Catnaperko Droga, póki kotek jest u mnie i trwa okres leczenia, "odchuchiwania" traktuję go jak mojego kota, nie myślę o adopcji. Gdy czuję, że mój podopieczny jest już gotowy do nowego, własnego życia szukam wspaniałego domu, cudownego Ludzia i gdy taki już szczęśliwie znajdę przychodzi moment rozstania. Zawsze jest trudno, a czasami naprawdę serce pęka..., ale pomaga świadomość, że następne biedy czekają i że nowy dom da kotu nawet więcej szczęścia niż ja!!!
Szukam takich domków jak Twój
Smużka musi jeszcze poczekać na rozpoczęcie kolejnego etapu życia. Koopale są zwarte, ale bardzo blade. Muszę zrobić test na lamblie. Czy ich obecność może powodować kłopoty z apetytem?

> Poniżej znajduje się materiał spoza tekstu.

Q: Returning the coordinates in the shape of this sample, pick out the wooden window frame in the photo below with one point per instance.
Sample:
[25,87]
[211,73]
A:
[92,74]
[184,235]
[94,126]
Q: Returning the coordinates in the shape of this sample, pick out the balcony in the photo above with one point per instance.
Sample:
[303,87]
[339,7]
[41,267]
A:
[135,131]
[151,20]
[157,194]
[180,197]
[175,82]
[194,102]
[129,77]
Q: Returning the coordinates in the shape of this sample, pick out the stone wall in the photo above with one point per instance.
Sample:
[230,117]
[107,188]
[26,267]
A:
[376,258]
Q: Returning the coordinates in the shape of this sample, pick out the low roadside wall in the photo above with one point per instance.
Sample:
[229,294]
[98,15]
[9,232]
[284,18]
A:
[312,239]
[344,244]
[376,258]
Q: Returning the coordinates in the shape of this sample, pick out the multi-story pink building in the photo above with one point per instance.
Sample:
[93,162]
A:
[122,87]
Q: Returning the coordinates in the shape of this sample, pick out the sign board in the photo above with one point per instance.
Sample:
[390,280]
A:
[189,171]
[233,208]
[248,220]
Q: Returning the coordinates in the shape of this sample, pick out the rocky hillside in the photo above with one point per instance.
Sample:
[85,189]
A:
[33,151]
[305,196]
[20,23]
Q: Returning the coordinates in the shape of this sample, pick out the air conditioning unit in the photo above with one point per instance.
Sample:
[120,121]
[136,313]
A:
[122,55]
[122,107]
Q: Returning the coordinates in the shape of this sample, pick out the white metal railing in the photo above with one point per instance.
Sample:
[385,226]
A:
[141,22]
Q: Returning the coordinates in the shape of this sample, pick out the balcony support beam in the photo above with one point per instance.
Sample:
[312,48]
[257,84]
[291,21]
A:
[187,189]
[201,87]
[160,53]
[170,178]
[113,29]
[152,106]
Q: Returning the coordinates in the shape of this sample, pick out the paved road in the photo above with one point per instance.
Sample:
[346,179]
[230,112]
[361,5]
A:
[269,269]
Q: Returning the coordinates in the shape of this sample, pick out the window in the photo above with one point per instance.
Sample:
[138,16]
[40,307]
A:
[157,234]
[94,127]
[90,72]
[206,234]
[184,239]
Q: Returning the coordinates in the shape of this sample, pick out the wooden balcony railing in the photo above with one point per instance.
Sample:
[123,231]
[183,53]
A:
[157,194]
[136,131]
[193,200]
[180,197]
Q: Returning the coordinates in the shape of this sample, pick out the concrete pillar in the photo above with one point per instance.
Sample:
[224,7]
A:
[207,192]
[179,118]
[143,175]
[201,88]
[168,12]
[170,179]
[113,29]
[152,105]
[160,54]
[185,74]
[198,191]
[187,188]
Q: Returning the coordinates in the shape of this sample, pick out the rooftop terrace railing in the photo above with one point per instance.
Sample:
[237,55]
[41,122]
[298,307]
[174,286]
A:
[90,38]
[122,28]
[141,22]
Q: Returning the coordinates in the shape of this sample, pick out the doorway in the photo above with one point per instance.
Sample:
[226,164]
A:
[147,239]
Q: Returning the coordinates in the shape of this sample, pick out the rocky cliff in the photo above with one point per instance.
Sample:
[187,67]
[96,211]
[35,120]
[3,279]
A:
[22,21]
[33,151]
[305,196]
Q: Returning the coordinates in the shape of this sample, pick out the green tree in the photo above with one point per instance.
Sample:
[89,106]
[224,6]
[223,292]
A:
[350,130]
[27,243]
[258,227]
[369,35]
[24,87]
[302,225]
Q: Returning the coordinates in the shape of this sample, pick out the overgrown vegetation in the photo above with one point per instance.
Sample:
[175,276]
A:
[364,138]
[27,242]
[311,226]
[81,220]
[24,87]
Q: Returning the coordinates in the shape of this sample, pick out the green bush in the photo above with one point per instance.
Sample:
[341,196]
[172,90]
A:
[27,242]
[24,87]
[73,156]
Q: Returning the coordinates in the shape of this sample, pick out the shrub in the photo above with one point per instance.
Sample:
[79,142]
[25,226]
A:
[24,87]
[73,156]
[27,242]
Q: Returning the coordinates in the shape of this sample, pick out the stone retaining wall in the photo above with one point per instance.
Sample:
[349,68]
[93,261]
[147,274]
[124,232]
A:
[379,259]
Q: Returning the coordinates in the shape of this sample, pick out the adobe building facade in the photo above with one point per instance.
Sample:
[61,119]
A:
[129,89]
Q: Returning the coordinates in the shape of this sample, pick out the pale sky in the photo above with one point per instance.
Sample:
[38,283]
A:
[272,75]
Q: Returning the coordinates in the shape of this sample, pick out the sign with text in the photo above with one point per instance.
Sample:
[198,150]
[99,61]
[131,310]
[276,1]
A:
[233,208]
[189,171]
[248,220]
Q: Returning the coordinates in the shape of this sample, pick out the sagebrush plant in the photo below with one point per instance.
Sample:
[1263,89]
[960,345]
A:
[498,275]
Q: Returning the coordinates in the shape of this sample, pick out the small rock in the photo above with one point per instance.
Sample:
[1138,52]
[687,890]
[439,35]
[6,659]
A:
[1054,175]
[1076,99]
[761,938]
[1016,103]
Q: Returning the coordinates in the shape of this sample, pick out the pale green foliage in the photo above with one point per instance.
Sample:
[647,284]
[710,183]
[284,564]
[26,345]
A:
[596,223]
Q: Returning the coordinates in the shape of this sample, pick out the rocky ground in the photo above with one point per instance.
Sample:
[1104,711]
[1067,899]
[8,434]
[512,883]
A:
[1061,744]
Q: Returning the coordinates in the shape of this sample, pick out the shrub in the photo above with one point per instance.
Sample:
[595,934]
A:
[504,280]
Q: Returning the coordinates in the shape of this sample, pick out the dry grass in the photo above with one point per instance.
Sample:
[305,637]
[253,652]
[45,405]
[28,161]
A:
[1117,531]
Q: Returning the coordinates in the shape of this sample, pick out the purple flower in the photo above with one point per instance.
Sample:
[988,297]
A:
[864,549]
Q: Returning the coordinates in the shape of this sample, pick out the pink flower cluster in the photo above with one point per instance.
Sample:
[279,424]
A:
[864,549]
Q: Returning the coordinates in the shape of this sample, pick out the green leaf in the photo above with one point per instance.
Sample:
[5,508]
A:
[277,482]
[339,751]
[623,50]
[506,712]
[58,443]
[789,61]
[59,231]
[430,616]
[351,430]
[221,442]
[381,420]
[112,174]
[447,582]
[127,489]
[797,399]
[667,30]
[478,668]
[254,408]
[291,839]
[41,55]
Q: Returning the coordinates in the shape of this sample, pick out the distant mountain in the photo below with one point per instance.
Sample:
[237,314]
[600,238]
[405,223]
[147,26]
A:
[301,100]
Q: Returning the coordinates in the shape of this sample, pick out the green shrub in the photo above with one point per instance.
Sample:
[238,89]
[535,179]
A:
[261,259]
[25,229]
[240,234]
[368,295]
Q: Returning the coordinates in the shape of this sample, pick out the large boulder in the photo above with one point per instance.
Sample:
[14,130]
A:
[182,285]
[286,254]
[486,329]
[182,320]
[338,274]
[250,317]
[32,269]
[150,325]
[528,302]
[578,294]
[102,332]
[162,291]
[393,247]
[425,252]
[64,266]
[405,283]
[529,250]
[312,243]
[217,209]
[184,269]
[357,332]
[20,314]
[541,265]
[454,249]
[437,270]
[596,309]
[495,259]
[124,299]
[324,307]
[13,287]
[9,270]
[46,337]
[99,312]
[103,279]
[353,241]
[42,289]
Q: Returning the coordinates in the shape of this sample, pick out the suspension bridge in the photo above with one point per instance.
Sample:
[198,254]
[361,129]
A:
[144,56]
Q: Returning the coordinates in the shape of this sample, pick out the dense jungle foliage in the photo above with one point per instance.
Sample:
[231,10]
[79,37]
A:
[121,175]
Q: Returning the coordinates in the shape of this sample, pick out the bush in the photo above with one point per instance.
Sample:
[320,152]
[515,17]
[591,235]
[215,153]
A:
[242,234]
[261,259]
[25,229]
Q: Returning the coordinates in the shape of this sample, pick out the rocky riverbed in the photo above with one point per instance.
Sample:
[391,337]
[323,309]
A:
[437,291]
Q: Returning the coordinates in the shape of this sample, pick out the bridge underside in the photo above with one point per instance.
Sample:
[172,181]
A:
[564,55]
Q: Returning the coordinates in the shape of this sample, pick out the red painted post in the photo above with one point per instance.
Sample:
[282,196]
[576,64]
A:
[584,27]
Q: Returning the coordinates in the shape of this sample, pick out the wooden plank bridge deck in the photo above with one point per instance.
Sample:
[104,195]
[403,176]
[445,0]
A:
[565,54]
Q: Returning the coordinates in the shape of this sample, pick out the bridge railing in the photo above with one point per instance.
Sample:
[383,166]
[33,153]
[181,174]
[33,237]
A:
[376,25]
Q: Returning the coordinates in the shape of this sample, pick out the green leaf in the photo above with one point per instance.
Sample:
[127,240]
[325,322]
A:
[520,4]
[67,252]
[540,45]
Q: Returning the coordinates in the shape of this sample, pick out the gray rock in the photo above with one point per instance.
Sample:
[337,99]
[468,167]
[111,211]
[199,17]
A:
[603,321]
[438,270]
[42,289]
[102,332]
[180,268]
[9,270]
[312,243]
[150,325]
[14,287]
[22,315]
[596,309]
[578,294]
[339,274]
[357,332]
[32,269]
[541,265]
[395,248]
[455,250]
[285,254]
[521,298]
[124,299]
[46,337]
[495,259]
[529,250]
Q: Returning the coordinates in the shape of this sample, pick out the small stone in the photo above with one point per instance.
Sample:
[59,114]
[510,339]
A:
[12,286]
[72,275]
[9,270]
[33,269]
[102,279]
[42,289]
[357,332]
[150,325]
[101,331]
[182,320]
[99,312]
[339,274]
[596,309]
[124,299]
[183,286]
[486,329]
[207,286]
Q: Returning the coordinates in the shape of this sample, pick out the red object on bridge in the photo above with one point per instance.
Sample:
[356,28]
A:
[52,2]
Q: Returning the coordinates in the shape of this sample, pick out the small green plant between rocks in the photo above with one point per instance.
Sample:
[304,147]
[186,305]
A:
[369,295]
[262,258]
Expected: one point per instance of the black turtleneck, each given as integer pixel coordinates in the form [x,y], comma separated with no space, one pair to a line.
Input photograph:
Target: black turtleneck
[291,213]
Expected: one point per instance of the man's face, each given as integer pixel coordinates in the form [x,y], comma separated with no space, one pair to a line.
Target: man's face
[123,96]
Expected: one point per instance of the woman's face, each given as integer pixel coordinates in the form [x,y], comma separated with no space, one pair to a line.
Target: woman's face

Maluda w tej chwili je chrupki, ale w zbyt małej ilości, mokre przestało ją interesować

Przeszłam na conva, którego na szczęście z apetytem zjada z miseczki!
Zadzwonię do lecznicy, jeśli mają test na lamblie to pojedziemy już dzisiaj, a we wtorek zrobimy badania krwi (w weekend lab nie działa).
Co tu dużo gadać - martwię się. Smużka też ma troszkę gorsze samopoczucie
No, ale przecież poradzimy sobie ze wszystkim - nie może być inaczej!!!!!!!!!!!!!!!!!!!!!!!!!!!!!!!!!!!!!!!!!!!!!!!!!!!!!!!!!!!!!1
Bardzo prosimy o magiczne, forumowe kciuki!!!!!!!!!!!!!!!!!!!!!!!!!!!!!!!!!!!!!!!!!!!!!!!!!!!